В камине весело горит огонь. Завороженный и пьяный, смотрю, как, играя огненными бликами, в рюмке переливается янтарь.
– Не спи, замерзнешь, – Сильвия тыкается носом мне в щеку.
Растрепанная русая челка, чуть вздернутый нос, зеленые глаза чертовки и мальчишеская улыбка. Похожа на девочку-подростка.

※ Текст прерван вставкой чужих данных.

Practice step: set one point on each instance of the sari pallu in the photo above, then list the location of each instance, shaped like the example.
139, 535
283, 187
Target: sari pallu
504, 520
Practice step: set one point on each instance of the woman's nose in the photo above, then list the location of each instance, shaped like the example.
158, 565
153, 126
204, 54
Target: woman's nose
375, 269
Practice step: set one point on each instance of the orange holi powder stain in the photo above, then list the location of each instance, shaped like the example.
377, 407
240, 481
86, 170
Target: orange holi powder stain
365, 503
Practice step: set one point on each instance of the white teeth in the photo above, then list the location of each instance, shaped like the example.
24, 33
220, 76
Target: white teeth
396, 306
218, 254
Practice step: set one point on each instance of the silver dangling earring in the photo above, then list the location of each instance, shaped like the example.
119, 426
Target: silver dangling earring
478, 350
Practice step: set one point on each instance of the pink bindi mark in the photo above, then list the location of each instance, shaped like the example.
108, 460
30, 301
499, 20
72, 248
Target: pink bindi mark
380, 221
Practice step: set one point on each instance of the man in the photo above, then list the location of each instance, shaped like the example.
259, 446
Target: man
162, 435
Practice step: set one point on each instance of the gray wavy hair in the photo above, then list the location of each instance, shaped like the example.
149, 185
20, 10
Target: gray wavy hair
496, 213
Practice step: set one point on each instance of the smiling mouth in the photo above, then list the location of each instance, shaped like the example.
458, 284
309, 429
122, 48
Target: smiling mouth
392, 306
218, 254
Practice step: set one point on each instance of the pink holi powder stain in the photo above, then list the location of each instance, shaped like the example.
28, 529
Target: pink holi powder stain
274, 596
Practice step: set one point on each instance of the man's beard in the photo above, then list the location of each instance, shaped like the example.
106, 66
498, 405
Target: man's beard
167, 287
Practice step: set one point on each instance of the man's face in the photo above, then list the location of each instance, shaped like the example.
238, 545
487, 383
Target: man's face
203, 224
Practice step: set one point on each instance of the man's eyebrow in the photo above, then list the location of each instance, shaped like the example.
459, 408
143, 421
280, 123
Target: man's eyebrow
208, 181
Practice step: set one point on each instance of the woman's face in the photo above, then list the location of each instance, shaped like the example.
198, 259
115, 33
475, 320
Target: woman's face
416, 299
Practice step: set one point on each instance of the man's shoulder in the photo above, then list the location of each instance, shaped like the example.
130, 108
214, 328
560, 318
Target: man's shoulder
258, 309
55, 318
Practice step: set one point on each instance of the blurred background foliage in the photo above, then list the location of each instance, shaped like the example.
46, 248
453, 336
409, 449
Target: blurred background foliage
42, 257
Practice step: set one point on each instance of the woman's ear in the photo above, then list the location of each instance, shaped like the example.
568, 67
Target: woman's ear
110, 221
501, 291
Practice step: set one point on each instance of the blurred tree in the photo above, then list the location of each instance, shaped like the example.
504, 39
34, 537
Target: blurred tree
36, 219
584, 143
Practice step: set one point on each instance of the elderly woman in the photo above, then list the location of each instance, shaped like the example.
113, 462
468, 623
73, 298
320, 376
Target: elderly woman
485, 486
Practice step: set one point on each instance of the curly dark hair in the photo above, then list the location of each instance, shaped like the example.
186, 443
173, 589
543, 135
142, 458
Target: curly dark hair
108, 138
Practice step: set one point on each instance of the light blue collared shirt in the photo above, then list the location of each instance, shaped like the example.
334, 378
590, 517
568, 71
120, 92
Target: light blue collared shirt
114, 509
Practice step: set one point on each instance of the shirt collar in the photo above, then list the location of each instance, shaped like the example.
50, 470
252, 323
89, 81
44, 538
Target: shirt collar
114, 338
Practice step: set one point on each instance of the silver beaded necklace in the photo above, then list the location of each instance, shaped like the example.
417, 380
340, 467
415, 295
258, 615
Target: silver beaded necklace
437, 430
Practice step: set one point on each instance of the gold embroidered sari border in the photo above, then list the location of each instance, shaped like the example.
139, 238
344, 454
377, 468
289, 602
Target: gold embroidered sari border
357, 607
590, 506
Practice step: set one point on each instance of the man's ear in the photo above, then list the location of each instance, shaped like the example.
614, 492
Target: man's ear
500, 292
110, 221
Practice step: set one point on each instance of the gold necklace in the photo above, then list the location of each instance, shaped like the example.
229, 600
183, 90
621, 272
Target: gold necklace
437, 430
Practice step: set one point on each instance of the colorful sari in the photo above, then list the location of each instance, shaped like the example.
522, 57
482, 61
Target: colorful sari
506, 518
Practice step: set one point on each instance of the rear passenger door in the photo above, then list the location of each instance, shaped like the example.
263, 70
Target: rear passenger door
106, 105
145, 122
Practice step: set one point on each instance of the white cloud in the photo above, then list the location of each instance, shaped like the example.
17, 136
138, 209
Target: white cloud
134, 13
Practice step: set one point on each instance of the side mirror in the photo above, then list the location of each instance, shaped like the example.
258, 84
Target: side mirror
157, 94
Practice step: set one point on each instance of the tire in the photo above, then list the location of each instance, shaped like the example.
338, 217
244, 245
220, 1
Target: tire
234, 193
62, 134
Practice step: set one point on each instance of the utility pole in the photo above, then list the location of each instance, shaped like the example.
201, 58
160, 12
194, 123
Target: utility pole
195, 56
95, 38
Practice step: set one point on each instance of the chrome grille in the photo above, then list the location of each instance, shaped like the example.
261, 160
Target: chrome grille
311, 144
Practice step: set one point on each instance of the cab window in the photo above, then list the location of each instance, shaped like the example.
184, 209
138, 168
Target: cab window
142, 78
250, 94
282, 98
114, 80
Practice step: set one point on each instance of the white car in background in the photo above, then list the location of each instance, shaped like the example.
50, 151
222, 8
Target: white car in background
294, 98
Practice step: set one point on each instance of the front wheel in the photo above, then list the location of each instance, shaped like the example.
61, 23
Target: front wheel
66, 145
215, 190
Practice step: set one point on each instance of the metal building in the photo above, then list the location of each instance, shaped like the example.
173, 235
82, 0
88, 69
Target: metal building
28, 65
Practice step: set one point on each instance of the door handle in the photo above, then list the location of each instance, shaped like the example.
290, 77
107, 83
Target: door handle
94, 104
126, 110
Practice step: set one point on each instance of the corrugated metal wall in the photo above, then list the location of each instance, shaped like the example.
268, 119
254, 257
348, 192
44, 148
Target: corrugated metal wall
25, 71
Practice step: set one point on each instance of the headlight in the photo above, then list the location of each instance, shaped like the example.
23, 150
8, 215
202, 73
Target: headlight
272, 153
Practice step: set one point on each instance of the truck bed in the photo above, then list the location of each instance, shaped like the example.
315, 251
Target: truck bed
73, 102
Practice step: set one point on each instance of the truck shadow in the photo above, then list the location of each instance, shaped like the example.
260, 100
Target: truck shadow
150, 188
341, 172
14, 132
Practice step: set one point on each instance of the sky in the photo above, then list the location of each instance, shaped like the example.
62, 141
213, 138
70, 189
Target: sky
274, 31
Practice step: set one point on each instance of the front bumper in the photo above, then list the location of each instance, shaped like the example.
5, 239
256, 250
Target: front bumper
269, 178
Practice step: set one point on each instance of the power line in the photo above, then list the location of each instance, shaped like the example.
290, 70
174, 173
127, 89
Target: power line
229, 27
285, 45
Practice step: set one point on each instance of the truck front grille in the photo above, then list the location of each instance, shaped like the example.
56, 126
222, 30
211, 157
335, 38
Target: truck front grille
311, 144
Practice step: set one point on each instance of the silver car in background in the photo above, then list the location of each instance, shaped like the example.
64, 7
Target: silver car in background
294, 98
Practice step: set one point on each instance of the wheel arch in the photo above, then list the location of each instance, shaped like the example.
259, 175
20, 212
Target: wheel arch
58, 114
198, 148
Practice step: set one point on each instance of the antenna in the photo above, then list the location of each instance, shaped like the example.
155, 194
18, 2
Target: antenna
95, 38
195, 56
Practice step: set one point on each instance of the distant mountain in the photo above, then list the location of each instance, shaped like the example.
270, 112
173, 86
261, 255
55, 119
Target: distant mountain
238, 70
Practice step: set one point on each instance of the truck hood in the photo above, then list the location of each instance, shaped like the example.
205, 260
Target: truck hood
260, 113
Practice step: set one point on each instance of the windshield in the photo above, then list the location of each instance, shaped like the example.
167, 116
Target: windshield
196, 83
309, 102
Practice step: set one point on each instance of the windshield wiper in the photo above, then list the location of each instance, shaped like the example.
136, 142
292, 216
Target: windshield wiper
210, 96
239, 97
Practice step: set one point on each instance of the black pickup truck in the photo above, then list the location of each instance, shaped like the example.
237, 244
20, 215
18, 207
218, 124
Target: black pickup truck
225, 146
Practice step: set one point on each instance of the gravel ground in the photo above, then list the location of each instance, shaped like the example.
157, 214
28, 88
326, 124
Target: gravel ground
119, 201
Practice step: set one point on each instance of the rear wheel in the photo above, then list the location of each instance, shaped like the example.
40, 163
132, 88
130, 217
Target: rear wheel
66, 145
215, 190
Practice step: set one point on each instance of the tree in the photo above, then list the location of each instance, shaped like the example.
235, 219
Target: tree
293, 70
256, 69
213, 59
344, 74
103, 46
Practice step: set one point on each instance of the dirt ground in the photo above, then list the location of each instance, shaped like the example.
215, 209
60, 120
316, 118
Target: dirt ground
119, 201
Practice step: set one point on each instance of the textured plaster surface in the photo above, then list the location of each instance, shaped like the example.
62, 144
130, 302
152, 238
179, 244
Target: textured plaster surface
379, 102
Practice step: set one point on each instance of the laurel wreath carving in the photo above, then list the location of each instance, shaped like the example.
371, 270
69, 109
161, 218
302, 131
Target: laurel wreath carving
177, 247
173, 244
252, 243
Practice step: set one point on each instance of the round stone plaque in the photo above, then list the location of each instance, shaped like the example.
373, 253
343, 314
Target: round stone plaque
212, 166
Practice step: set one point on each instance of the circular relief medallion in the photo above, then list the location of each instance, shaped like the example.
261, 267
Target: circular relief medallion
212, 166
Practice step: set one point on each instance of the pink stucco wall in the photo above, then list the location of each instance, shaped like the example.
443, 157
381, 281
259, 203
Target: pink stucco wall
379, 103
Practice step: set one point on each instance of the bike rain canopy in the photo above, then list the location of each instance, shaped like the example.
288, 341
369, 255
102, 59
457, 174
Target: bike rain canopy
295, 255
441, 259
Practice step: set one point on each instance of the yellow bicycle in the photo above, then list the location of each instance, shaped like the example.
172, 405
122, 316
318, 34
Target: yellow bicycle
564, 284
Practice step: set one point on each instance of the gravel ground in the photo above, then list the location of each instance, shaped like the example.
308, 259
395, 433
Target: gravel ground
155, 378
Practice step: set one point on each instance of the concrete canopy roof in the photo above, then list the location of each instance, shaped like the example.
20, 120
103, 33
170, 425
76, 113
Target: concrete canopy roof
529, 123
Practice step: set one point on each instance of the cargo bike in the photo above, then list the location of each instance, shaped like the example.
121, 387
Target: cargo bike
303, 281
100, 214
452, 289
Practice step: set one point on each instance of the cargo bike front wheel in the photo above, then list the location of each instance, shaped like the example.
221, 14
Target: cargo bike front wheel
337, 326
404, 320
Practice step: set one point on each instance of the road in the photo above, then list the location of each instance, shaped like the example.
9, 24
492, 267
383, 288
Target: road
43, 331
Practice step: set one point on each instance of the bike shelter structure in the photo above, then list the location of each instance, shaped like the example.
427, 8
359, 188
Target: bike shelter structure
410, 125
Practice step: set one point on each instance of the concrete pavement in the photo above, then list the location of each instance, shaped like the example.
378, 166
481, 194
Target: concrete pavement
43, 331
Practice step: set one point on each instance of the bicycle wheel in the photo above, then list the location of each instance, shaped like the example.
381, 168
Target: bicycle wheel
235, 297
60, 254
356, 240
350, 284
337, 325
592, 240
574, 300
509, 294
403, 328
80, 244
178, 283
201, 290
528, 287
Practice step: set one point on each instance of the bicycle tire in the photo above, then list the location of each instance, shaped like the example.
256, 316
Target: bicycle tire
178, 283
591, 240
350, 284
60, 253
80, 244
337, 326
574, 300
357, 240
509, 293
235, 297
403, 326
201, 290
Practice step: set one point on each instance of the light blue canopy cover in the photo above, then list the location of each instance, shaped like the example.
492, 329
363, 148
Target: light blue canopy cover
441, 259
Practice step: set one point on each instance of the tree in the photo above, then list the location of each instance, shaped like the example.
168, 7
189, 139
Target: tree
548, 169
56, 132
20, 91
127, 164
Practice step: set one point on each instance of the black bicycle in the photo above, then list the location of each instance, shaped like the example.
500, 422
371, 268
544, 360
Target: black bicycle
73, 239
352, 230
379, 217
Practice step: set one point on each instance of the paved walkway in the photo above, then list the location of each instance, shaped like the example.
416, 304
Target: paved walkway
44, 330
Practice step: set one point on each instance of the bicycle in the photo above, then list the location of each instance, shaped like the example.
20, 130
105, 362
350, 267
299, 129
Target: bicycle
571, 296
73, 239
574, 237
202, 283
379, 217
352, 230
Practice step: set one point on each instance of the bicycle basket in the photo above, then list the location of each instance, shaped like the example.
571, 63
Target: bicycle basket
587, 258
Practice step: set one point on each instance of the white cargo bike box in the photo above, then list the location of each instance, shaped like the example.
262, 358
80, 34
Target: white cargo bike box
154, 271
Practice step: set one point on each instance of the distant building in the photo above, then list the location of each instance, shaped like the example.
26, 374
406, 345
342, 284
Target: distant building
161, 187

Это очень привлекает состоятельных женатых мужчин. Ее квартира забита сверкающими безделушками и нарядами. «Моя коллекция, – говорит она. – Я изучаю жизнь…»
Я готов часами слушать ее истории про города, в которых я не был – Сен-Фюнеси, Монто-Карпах, Шнеебург, Мурьентес, Тольбано… Даже от простого перечисления названий веет другой, праздничной и яркой жизнью.
Мы пьем кальвадос из высоких рюмок, и хоть тут я опережаю. Сильвия привыкла пить, как сапожник, и не пьянеть.
– Почему мы вместе?
– С тобой весело, – отвечает она, смеясь.
– Брось их всех! – смеюсь я в порыве сладкого бе-зумия. – Переезжай ко мне!
– В твой кабак? И буду танцевать у шеста, а вокруг карлики будут жонглировать ножами?
– Но ведь это не главное! Я брошу все это! Уедем в деревню. Медвежий угол! Свежий сыр. Молоко… Какая-то еще пежня!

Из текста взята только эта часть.